Bugünlerde, DSM-5 Çalışma Grupları, klinik uzmanların boyutsal değerlendirmeler ışığında ruhsal hastalıkların belirtilerini ve şiddetini tespit edebilmesine yardımcı olmak için ilave yöntemler düşünmektedir. Bu yöntemler, klinik uzmanların, hastaların deneyimleyebileceği bir dizi belirtiyi sistematik olarak değerlendirmesine izin verecektir. Örneğin, hastanın tanısına bakılmaksızın, depresif ruh hali, anksiyete düzeyi, uyku kalitesi ve madde kullanımı hakkındaki bilgiler klinik uzmanlar için önem taşıyacaktır. Boyutsal değerlendirmeler, klinik uzmanların belirtilerin hem varlığı hem de şiddeti üzerine, "çok şiddetli", "şiddetli", "orta" veya "hafif" gibi, değerlendirme yapmalarına izin verecektir. Bu derecelendirme, belirtiler tamaman ortadan kaybolmasa dahi tedavinin gelişiminin izlenmesini sağlayan bir metod oluşundan ötürü hastanın tedavi ile ilerleyişini gözlemleyerek de yapılabilir. Bu yöntem, ruh sağlığı profesyonellerini yalnızca birincil tanılarına bağlı olanları değil, hastanın tüm belirtilerini kaydetmeleri yönünde teşvik edecektir.

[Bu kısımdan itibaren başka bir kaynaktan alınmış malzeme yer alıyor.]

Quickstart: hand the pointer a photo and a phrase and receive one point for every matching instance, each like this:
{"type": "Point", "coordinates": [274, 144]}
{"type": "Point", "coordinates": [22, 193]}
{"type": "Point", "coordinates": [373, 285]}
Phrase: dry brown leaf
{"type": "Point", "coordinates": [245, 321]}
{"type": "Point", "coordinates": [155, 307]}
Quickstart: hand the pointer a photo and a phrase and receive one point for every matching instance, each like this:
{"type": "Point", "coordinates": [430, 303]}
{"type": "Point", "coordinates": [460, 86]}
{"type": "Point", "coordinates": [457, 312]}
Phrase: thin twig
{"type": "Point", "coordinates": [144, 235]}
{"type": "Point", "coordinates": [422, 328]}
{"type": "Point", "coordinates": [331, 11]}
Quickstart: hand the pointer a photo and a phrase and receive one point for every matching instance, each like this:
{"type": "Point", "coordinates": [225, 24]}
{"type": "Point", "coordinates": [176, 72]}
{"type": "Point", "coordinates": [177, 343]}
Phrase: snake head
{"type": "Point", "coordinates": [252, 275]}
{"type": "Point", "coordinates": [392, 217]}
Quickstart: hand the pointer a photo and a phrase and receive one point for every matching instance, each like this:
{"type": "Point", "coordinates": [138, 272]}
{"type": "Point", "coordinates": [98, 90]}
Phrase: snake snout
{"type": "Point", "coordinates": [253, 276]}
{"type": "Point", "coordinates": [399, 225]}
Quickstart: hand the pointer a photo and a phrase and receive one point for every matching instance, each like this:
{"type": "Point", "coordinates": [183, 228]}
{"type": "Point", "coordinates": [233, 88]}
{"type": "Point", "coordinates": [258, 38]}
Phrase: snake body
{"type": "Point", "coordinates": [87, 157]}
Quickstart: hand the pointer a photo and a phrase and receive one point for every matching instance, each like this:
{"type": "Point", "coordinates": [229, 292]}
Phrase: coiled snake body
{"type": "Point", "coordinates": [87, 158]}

DSM-5 Çalışma Gruplarının şu anki görevi, mevcut bilimsel kanıtları incelemek, şu anda gözden geçirdikleri belirli hastalıklar için uygun boyutsal değerlendirmelerin neler olduğunu belirlemek, ve bunların nasıl uygulanacağına yönelik klinik uzmanlara spesifik tavsiyelerde bulunmaktır.
DSM-5 Şeması Nasıl Değişiyor?
DSM-5 için önerilen çerçeve, mevcut kılavuzda hem zaafların temel sebepleri hem de semptomların karakteristiği baz alınarak oluşturulan 16 bölümü tekrardan sıralamıştır. Bu bölümler, daha büyük ruhsal bozukluk gruplarının etyolojisine ilişkin ortak potansiyelleri yansıtmak için nörogelişimsel, duygusal ve bedensel gibi genel kategorilere göre düzenlenmiştir. Bu tür değişiklikler, daha kapsamlı tanı ve tedavi yaklaşımlarını kolaylaştırmayı amaçlamakta ve tanı kriterlerine yönelik araştırmaları teşvik etmektedir.
Yeni Şema Hangi Süreçlerden Geçmiştir?
Tanısal Spektrum Çalışma Grubu, DSM-5'deki bozuklukların nasıl düzenlenebileceğine, ve nöroloji, beyin görüntüleme ve genetik ilerlemelerin bozuklukların düzenlenmesinde ortak belirtilerden daha fazlasını içeren bir çerçeve önerip önermediğine ilişkin inceleme yapmak üzere görevlendirildi. DSM-5 Çalışma Kolu tarafından yapılan sunumun akabinde, Ulusal Ruh Sağlığı Enstitüsü yetkilileri ile görüşmeler yapılmıştır.